12 May 2016, The Tablet

Journey’s end

by Michael Glover

 

Aeneid Book VI
SEAMUS HEANEY

Seamus Heaney suffered a long, long haunting by the ghost of Virgil, and especially by one particular book from the  Aeneid , of which this is a translation on which he was still working when he died in 2013. In an introductory note, he refers to the fact that the compulsion to render the entire thing seized hold of him in 2007, when he wrote a sequence of poems entitled “Route 110”. That sequence of 12 poems appeared in Human Chain, the final poetry collection he published during his lifetime, and it begins with the poet buying a fusty old copy of Aeneid VI from a bookshop. Thereafter Virgil dips in and out, poem by poem, like a breathing shade, past evoking present and present past.

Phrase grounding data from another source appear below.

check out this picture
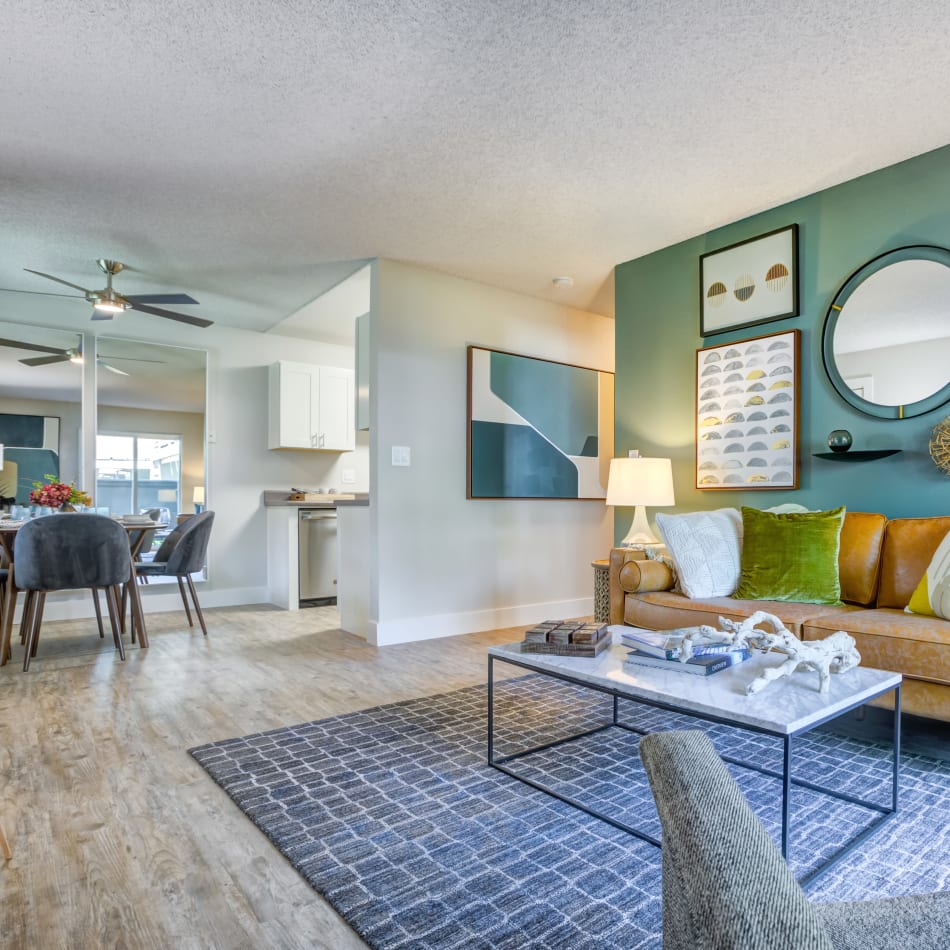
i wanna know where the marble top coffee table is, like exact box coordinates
[487,626,902,886]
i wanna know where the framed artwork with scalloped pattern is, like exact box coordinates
[700,224,799,336]
[696,329,800,490]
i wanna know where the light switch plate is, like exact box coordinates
[341,468,356,484]
[392,446,411,466]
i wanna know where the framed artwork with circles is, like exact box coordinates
[696,328,800,490]
[700,224,799,336]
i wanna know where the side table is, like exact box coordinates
[593,548,659,623]
[591,559,610,623]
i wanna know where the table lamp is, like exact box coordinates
[193,486,205,513]
[606,457,675,546]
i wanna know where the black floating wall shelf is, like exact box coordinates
[812,449,902,462]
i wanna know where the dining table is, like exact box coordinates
[0,515,165,666]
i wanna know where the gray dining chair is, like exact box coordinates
[135,511,214,635]
[134,508,162,584]
[14,514,132,670]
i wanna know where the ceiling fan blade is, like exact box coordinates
[124,293,200,305]
[0,286,85,299]
[23,268,93,295]
[128,301,213,328]
[98,360,130,376]
[0,337,68,355]
[20,353,71,367]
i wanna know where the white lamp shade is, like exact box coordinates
[606,457,675,508]
[193,486,205,505]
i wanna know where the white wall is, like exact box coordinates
[369,259,614,645]
[8,308,368,617]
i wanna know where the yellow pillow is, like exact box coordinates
[906,531,950,619]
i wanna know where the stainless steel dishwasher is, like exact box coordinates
[298,508,338,605]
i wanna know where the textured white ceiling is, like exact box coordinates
[3,1,950,335]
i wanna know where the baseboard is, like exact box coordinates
[368,597,594,646]
[12,585,271,623]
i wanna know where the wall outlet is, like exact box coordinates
[341,468,356,484]
[392,446,411,467]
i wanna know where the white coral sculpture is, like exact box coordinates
[678,611,861,695]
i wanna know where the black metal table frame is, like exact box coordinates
[488,653,901,887]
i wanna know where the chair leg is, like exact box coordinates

What Heaney did not quite make clear to us in that note was that he had been ­dallying with that key, inspirational text by Virgil, on and off, for years, and especially so in a 1991 collection of poems called Seeing Things , about which Heaney’s entire career, considered now in respectful hindsight, seems to pivot; the book which, after years of overshadowing by the Troubles, seems to be an act of spiritual expansion; in which he begins not only to credit marvels, but to have the courage and the lung capacity to embrace once again such big words as “soul” and “spirit”.